2022-2023


Martin Schmidt - Trier University (Germany)

November 17th, 12pm - 1.15pm / F022, Galion Building, Campus Cergy



The minimum sum-of-squares clustering problem: Techniques for computing global solutions and a robust approach to deal with measurement errors

Abstract: The minimum sum-of-squares clustering (MSSC) problem is a very important problem in data mining and (unsupervised) machine learning with very many applications in, e.g., medicine or social sciences. However, it is known to be NP-hard in all relevant cases and to be notoriously hard to be solved to global optimality in practice. Moreover, in many modern applications the clustering suffers from unstructured measurement errors because the MSSC result then represents a clustering of the erroneous measurements instead of the true but unknown underlying data.

In this talk, we discuss both mentioned issues. First, we present different tailored mixed-integer programming techniques to improve the performance of state-of-the-art MINLP solvers when applied to the problem - among them are cutting planes, propagation techniques, branching rules, or primal heuristics. Our numerical study shows that our techniques significantly improve the performance of the open-source MINLP solver SCIP. Second, we tackle the other issue by applying techniques from robust optimization to hedge the clustering result against unstructured errors in the observed data. To this end, we derive strictly and Gamma-robust counterparts. Since the nominal problem is already NP-hard, global approaches are often not feasible in practice. As a remedy, we develop tailored alternating direction methods by decomposing the search space of the robustified problems to quickly obtain feasible points of good quality. Our numerical results reveal an interesting feature: the less conservative Gamma-approach is clearly outperformed by the strictly robust clustering method. In particular, the strictly robustified clustering method is able to recover clusterings of the original data even if only erroneous measurements are observed.

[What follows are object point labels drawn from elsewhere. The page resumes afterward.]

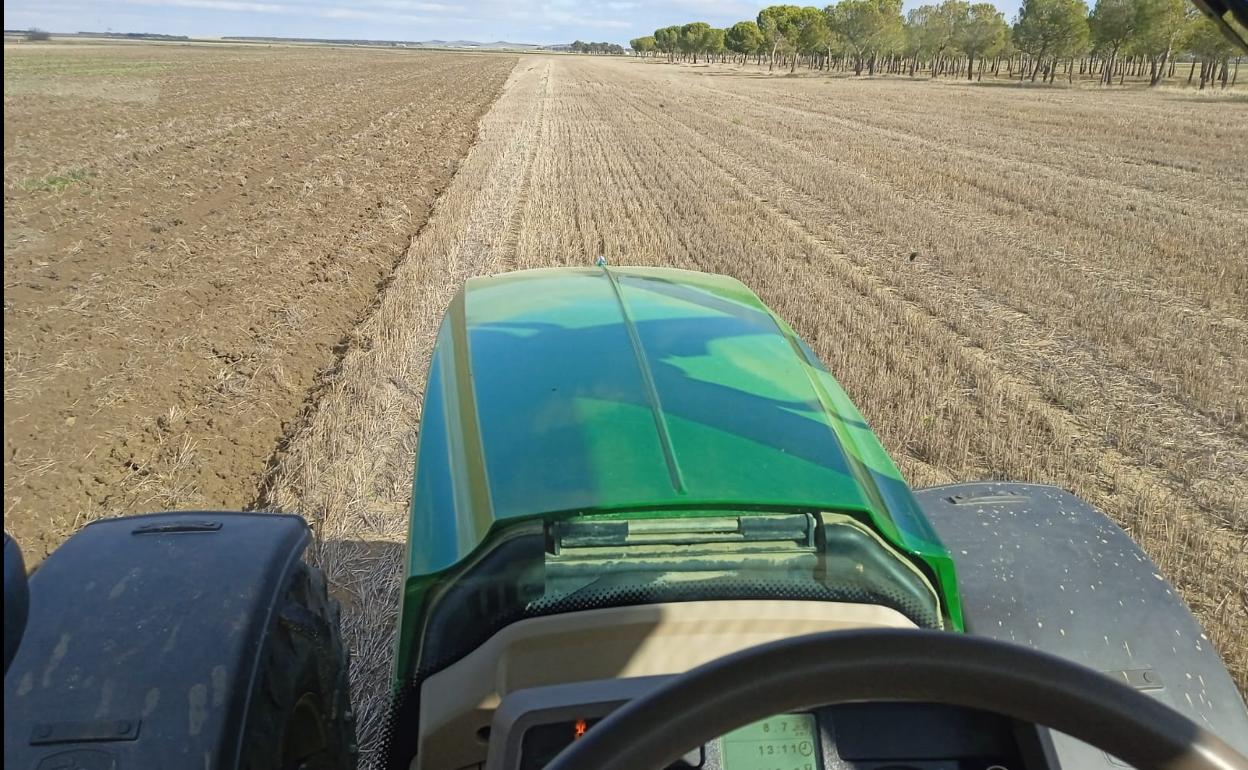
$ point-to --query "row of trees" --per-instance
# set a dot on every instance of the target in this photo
(595, 48)
(1116, 39)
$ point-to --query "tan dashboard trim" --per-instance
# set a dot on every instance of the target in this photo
(608, 643)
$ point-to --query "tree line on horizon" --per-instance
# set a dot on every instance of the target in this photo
(579, 46)
(959, 39)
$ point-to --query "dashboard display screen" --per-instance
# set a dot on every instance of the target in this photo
(786, 741)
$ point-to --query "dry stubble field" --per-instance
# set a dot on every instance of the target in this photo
(1076, 310)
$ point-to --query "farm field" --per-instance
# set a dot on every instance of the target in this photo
(1073, 312)
(190, 232)
(1011, 282)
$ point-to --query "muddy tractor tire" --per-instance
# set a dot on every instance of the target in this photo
(300, 716)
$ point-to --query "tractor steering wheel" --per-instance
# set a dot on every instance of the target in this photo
(870, 665)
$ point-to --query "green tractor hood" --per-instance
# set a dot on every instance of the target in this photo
(650, 391)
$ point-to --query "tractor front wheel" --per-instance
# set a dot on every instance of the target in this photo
(300, 716)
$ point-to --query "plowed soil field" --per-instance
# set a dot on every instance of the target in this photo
(190, 235)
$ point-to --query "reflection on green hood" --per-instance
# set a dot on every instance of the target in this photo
(642, 392)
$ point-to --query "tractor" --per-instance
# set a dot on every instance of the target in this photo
(648, 531)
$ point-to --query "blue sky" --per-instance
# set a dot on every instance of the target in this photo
(488, 20)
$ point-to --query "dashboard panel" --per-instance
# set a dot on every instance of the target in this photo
(532, 726)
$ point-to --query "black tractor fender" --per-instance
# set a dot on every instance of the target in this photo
(142, 642)
(1041, 568)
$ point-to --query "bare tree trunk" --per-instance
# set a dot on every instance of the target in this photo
(1160, 70)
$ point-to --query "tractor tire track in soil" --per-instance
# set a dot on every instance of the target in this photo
(166, 317)
(348, 466)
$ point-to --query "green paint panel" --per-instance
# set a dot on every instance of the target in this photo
(568, 391)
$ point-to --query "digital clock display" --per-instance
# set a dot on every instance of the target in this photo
(786, 741)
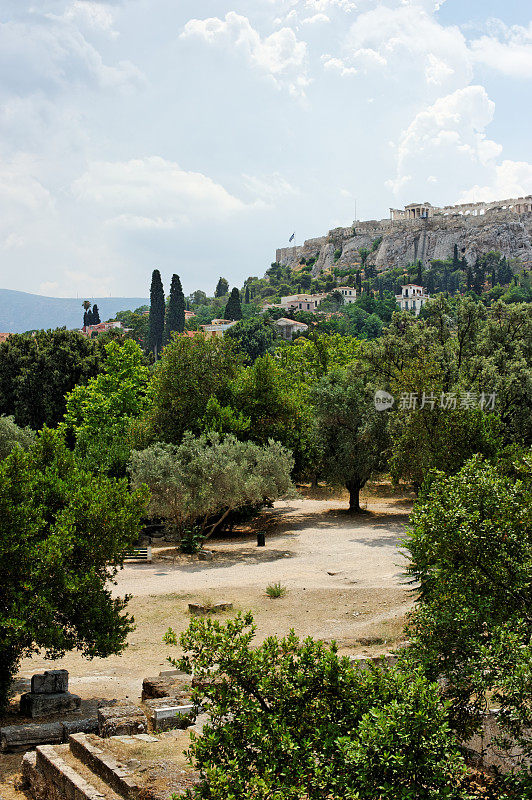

Presentation: https://drive.google.com/file/d/1k2Wp9QDSauMwsaWiYoMPtYmbL8ctFTK/view?usp=share_link




Yanlu ZHOU - ESSEC Business School


September 02nd, 12pm - 1pm / room will be communicated soon - Campus Cergy


Market Thickness in Online Food Delivery Platforms: The Impact of Food Processing Times


Abstract: Online food delivery (OFD) platforms are expanding rapidly worldwide, allowing customers to order food from a wide array of restaurants on their mobile phones. The pace of this expansion is accelerated in part by changes in consumer preferences during the COVID-19 pandemic. We study new algorithms to match drivers with orders on OFD platforms - a core function of many of these platforms. We develop real-time matching algorithms that use the (highly variable) food processing time to `delay' the assignment of drivers to orders to thicken the `market' of orders and drivers. The policy relies on machine learning techniques to predict the food processing time of an order, and the dispatch timings are obtained through a careful trade-off  analysis of the supply-demand dynamics and the variability

in the food processing times. Traditional methods in this  field include greedy (online matching) and batching (matching in periodic intervals) policies. We introduce a new level-k policy to delay the assignment until we have no more than k matching options left, and we show numerically that this policy performs exceedingly well on real data. Numerical experiments based on a real dataset from Meituan show that our policy can reduce total costs by 42% compared to matching policies that are currently in use. To explain the advantage of the level-k policy, we evaluate its performance on a simplified model and derive several analytical properties - the total costs are quasiconvex in the level of market thickness, implying that an intermediate level of thickness is optimal. We also find that the food processing time is key information for the matching decisions. Finally, our  findings indicate that if the unit delay penalty cost is high, the decision-maker of the platform should match conservatively.